Thread: T2K Propaganda
View Single Post
  #6  
Old 12-30-2008, 02:01 PM
Webstral's Avatar
Webstral Webstral is offline
Registered User
 
Join Date: Dec 2008
Location: North San Francisco Bay
Posts: 1,688
Default

Quote:
Originally Posted by Mohoender
I don't think you'll have much propaganda left in T2K. The only propaganda I can be thinking of would be positive pro-government one in places where government still exist (HMG, Civgov, Milgov, France, Sweden...). What I think about it is that it will focus on the need for the people to support any reconstruction effort. It might also focus on how much better you might be under governmental protection: basically, "surrender what freedom you still have and trade it for security".
That last bit makes me think of New America--especially in western Florida.

Quote:
Originally Posted by Mohoender
I don't think any anti-ennemy propaganda will be left.
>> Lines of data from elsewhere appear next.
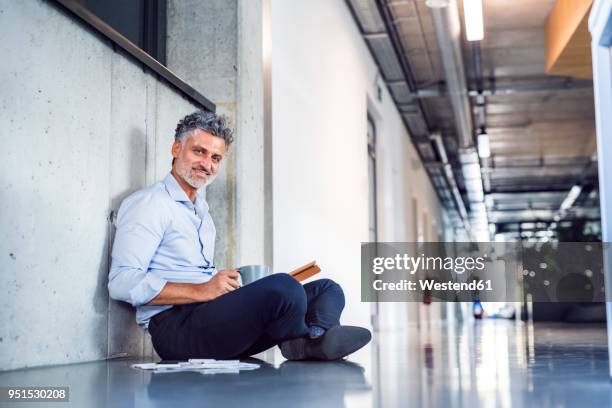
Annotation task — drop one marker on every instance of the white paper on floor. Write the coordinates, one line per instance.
(204, 366)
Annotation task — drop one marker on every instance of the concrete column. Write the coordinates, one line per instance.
(600, 25)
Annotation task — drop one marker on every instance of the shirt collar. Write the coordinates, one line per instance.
(177, 193)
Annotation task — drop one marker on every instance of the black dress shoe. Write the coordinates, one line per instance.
(336, 343)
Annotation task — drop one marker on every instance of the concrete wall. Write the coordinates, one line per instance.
(82, 126)
(217, 47)
(324, 82)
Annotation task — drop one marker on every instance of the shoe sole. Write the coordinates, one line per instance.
(338, 342)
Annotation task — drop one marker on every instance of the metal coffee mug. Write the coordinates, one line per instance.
(251, 273)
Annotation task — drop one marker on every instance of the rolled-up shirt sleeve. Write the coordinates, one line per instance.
(140, 229)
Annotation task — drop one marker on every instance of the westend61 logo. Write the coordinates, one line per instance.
(486, 271)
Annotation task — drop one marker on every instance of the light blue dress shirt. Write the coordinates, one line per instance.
(161, 237)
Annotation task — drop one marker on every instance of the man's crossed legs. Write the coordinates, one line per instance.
(274, 310)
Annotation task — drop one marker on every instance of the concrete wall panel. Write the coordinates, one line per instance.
(55, 125)
(83, 126)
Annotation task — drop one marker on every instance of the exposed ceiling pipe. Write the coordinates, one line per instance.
(450, 179)
(448, 32)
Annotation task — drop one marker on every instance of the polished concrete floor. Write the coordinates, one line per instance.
(489, 363)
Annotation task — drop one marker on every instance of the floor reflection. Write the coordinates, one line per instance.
(483, 363)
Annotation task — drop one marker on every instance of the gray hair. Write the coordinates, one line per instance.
(206, 121)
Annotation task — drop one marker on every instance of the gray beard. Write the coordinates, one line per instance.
(193, 182)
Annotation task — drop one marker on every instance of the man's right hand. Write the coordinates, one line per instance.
(173, 293)
(223, 282)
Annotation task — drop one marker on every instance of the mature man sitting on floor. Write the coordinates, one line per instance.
(162, 264)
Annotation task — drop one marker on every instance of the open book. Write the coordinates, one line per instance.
(306, 271)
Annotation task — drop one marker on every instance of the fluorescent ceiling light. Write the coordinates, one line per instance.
(472, 12)
(484, 148)
(571, 198)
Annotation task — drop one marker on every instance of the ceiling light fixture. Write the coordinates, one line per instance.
(472, 13)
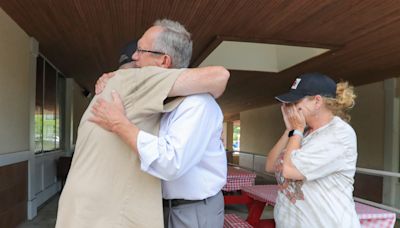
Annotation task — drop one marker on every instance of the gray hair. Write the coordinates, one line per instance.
(174, 41)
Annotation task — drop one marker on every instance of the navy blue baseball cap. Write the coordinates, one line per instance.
(309, 84)
(127, 52)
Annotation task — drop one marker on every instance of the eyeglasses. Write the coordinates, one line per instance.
(149, 51)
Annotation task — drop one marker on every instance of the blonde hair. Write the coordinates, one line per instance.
(344, 101)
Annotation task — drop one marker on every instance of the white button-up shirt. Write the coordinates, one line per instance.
(188, 155)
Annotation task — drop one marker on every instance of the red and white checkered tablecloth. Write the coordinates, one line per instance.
(263, 193)
(238, 178)
(370, 217)
(233, 221)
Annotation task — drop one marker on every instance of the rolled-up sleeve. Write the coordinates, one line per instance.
(319, 158)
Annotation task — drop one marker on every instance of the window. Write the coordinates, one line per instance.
(50, 95)
(236, 136)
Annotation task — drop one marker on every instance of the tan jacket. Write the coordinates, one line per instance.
(105, 186)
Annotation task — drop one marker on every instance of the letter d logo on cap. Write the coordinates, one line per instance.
(296, 83)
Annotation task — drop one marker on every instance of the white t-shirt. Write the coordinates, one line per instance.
(188, 155)
(327, 158)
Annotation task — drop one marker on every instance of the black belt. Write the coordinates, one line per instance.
(177, 202)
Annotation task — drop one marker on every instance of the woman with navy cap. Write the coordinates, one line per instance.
(315, 159)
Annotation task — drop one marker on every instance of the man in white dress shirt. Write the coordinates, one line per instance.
(188, 155)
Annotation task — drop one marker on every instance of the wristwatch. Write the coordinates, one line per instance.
(295, 132)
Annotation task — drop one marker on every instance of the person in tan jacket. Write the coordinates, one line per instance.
(187, 154)
(105, 186)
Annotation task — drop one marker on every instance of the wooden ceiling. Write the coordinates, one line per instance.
(83, 37)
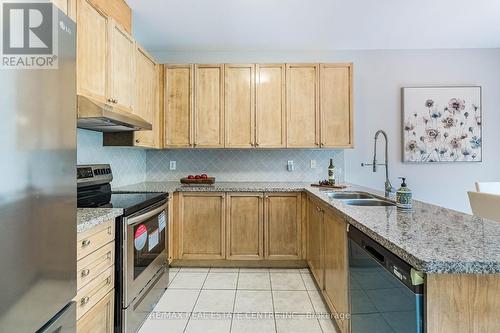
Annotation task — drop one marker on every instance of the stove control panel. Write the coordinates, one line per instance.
(93, 174)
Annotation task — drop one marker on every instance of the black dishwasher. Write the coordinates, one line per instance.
(386, 293)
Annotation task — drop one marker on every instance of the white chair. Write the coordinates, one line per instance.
(485, 205)
(488, 187)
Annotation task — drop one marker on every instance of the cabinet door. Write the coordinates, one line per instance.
(209, 106)
(121, 67)
(336, 105)
(146, 103)
(315, 240)
(336, 266)
(270, 104)
(91, 61)
(202, 227)
(245, 227)
(100, 318)
(178, 106)
(302, 105)
(239, 106)
(282, 221)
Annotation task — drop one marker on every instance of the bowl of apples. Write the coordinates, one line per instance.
(202, 179)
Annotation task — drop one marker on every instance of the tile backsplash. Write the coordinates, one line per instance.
(128, 164)
(244, 164)
(135, 165)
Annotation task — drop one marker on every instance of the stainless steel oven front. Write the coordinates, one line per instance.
(144, 249)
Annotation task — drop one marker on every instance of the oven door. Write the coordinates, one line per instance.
(144, 246)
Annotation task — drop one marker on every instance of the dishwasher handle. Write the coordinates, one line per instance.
(375, 254)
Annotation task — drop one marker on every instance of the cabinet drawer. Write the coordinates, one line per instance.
(100, 318)
(94, 291)
(94, 238)
(89, 267)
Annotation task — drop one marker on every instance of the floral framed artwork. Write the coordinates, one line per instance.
(442, 124)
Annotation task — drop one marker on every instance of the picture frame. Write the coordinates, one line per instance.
(442, 124)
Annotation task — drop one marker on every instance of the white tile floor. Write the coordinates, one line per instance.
(246, 300)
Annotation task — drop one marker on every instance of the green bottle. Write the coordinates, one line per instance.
(331, 173)
(404, 196)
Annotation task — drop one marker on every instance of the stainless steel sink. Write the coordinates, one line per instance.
(348, 195)
(369, 202)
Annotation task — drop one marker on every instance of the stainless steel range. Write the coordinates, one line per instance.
(141, 243)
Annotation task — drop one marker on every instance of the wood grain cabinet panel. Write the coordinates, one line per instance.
(336, 105)
(239, 105)
(146, 104)
(302, 105)
(245, 227)
(99, 319)
(91, 54)
(336, 277)
(179, 120)
(282, 222)
(315, 255)
(270, 112)
(209, 106)
(202, 225)
(121, 67)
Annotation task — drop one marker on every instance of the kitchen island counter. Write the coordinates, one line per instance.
(432, 239)
(88, 218)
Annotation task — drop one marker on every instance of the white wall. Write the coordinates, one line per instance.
(378, 78)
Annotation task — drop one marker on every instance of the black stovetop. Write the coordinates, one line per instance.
(101, 196)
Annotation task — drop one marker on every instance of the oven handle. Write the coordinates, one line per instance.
(145, 216)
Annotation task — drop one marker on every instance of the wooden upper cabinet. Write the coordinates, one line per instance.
(283, 226)
(178, 106)
(121, 67)
(270, 104)
(202, 225)
(146, 104)
(209, 106)
(239, 105)
(302, 105)
(336, 105)
(315, 240)
(336, 284)
(245, 227)
(91, 59)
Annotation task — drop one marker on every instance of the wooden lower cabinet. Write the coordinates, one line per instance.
(237, 226)
(283, 223)
(245, 227)
(99, 319)
(336, 268)
(202, 225)
(315, 241)
(95, 279)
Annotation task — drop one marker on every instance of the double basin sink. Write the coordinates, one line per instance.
(359, 199)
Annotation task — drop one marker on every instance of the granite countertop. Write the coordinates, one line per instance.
(90, 217)
(432, 239)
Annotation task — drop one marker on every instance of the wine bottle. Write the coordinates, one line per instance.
(331, 174)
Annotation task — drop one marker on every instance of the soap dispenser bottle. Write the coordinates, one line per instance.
(404, 196)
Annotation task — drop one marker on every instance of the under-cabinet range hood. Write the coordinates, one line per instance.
(97, 116)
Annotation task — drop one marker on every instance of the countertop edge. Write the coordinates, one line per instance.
(87, 218)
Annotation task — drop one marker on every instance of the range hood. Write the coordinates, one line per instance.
(101, 117)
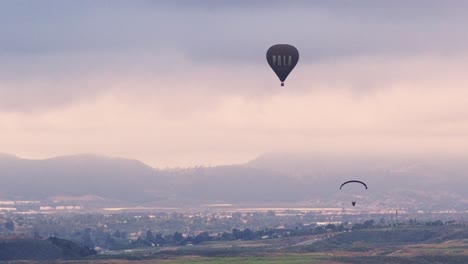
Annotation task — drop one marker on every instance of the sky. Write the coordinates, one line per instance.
(186, 83)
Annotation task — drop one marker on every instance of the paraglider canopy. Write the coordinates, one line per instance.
(282, 59)
(344, 183)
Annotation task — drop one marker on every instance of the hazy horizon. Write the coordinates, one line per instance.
(186, 83)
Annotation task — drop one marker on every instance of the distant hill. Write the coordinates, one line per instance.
(42, 249)
(113, 178)
(433, 183)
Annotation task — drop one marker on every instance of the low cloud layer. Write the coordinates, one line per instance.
(186, 85)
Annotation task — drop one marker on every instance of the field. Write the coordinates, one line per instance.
(384, 245)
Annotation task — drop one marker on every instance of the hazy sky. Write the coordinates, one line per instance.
(183, 83)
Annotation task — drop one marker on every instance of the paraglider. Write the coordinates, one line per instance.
(353, 181)
(282, 59)
(344, 183)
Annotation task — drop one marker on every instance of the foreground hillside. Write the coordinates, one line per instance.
(42, 249)
(401, 245)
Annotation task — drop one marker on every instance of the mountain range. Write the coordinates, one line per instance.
(412, 182)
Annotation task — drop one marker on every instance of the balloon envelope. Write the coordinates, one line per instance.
(282, 58)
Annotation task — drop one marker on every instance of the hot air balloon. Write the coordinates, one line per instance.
(353, 181)
(282, 59)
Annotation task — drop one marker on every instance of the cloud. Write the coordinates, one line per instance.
(187, 82)
(386, 105)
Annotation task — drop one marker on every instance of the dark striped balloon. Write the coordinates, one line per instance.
(282, 59)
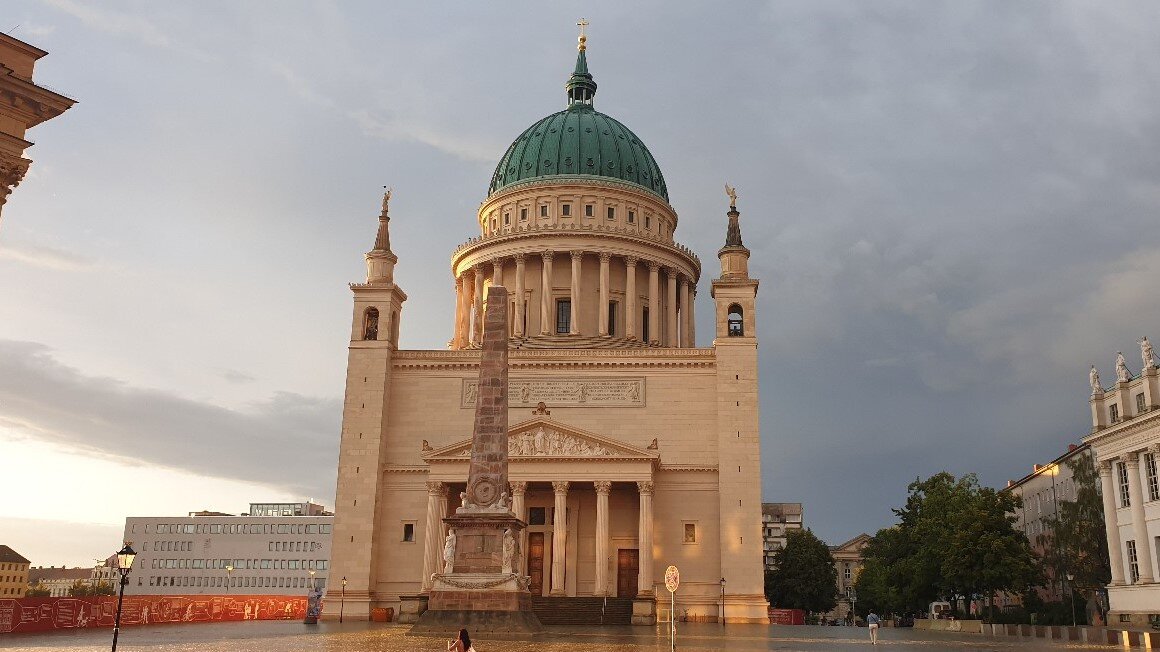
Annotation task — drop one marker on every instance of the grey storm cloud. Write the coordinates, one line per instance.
(57, 404)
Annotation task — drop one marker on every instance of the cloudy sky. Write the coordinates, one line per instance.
(952, 209)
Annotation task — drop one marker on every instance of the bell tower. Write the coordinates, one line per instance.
(374, 340)
(738, 435)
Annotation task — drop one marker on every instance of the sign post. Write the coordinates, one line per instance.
(672, 580)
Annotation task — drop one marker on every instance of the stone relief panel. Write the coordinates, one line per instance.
(588, 392)
(546, 442)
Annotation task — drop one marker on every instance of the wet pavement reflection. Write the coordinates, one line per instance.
(281, 636)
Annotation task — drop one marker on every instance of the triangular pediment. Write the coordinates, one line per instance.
(543, 439)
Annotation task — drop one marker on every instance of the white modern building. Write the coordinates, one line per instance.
(1125, 441)
(253, 555)
(777, 519)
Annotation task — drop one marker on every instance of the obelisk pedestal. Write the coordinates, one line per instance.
(480, 587)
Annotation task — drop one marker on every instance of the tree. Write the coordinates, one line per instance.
(1075, 541)
(805, 577)
(38, 591)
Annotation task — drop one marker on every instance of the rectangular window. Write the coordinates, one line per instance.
(1133, 569)
(1122, 473)
(563, 317)
(1150, 468)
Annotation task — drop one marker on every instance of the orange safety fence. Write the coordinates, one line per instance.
(48, 614)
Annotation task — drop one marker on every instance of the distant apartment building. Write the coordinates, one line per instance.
(273, 550)
(58, 580)
(1042, 491)
(13, 573)
(776, 520)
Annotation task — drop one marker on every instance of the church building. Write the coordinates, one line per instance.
(631, 447)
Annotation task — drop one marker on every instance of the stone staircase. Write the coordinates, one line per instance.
(582, 610)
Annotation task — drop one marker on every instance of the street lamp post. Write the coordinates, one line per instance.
(723, 602)
(1072, 592)
(125, 558)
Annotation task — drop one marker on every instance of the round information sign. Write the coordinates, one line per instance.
(672, 579)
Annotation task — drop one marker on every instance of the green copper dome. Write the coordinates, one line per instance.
(579, 142)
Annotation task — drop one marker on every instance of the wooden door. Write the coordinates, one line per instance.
(536, 563)
(628, 565)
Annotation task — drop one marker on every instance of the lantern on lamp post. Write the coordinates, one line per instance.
(125, 557)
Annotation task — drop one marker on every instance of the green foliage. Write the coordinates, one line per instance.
(1077, 542)
(955, 537)
(38, 591)
(805, 576)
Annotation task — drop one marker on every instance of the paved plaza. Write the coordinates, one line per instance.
(331, 637)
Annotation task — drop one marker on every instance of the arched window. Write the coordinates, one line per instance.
(370, 324)
(736, 321)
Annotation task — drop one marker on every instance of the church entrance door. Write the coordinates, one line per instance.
(536, 563)
(628, 564)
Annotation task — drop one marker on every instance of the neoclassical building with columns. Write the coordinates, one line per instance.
(631, 447)
(1125, 446)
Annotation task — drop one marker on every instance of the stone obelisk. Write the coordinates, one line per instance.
(480, 587)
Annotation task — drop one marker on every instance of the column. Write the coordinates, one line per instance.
(545, 295)
(644, 540)
(1139, 524)
(630, 297)
(693, 316)
(497, 272)
(559, 535)
(433, 542)
(686, 339)
(1115, 550)
(602, 560)
(602, 309)
(653, 302)
(477, 308)
(519, 489)
(574, 320)
(519, 295)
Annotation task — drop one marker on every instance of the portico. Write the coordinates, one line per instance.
(587, 501)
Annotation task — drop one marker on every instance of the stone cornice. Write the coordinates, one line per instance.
(555, 359)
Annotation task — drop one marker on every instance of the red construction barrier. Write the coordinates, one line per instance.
(46, 614)
(787, 616)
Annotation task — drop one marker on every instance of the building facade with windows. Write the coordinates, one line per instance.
(212, 555)
(13, 573)
(776, 520)
(1042, 491)
(631, 447)
(1125, 443)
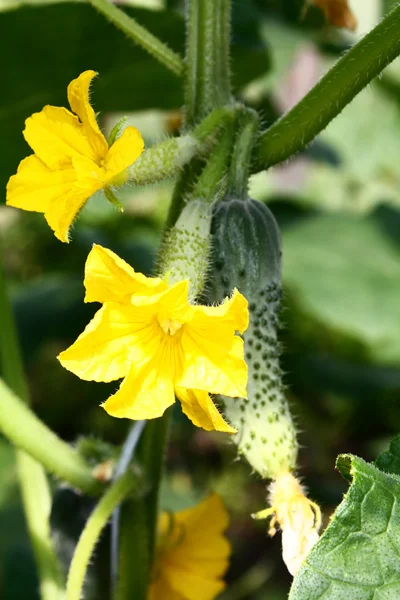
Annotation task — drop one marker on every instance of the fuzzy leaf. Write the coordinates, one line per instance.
(358, 557)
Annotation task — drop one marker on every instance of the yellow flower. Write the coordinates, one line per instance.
(192, 553)
(298, 517)
(148, 333)
(71, 160)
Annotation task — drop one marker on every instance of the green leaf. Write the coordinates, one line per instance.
(48, 46)
(390, 461)
(358, 556)
(343, 274)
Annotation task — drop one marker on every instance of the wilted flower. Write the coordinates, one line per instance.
(298, 517)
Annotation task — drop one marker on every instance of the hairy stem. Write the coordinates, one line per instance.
(248, 122)
(24, 429)
(212, 182)
(124, 461)
(35, 488)
(140, 35)
(207, 81)
(335, 90)
(119, 490)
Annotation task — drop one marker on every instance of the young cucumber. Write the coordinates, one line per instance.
(247, 256)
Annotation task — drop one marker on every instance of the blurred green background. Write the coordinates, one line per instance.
(338, 206)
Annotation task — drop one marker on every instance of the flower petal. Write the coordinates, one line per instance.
(200, 409)
(116, 336)
(233, 312)
(124, 152)
(145, 393)
(55, 135)
(35, 186)
(161, 588)
(194, 567)
(212, 367)
(78, 98)
(191, 586)
(173, 304)
(63, 210)
(108, 278)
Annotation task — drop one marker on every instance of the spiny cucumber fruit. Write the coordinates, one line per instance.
(246, 254)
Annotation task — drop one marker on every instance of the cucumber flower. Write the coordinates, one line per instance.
(72, 160)
(192, 554)
(148, 333)
(297, 516)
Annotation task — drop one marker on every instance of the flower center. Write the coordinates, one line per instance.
(170, 327)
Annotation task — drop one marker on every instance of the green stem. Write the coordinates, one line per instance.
(212, 182)
(119, 490)
(151, 456)
(140, 35)
(207, 81)
(36, 497)
(139, 518)
(207, 134)
(134, 561)
(35, 489)
(222, 43)
(191, 61)
(335, 90)
(24, 429)
(242, 153)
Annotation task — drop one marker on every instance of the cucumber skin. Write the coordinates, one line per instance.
(247, 255)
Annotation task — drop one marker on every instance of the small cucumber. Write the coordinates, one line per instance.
(246, 254)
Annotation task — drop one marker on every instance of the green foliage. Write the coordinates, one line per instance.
(73, 37)
(357, 558)
(390, 461)
(340, 283)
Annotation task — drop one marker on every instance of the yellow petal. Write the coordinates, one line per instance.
(233, 312)
(124, 152)
(108, 278)
(160, 588)
(144, 394)
(35, 186)
(211, 366)
(200, 409)
(192, 586)
(203, 553)
(63, 210)
(173, 304)
(56, 136)
(116, 337)
(78, 97)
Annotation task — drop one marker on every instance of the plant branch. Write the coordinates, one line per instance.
(207, 80)
(292, 132)
(124, 460)
(116, 493)
(212, 181)
(24, 429)
(35, 489)
(248, 122)
(140, 35)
No true ennemy will remain after some times and there will be no point of using propaganda against them. Moreover, no structure would be left to conceive and use propaganda.
I don't agree that there will be no structure left. I do agree that the structures producing propaganda will be dramatically different in scale, scope, focus, resources, and application. Propaganda is useful for any government. The more stress and strain a government is undergoing, the more useful propaganda is likely to seem. Strained governments, including warlords, will want to increase public morale. Propaganda is a useful tool in shifting blame from the government to someone else. Legitimate governments and warlords alike will want to convince their people that things are better today than they were yesterday. By the same token, warlords and legitimate governments alike will want to convince their people that things will be even better tomorrow, so long as the people play ball and so long as the enemy du jour doesn't mess it all up.

Quote:
Originally Posted by Mohoender
Nevertheless, the collapse of government will imply the collapse of organized propaganda or so I think.
I agree with you that national propaganda and televised/radio propaganda will cease, for the most part. Methods and focus will change so much that one might say that pre-war propaganda disappear. The need for a government--any government--to manage the attitudes and thinking of its people won't go away, though.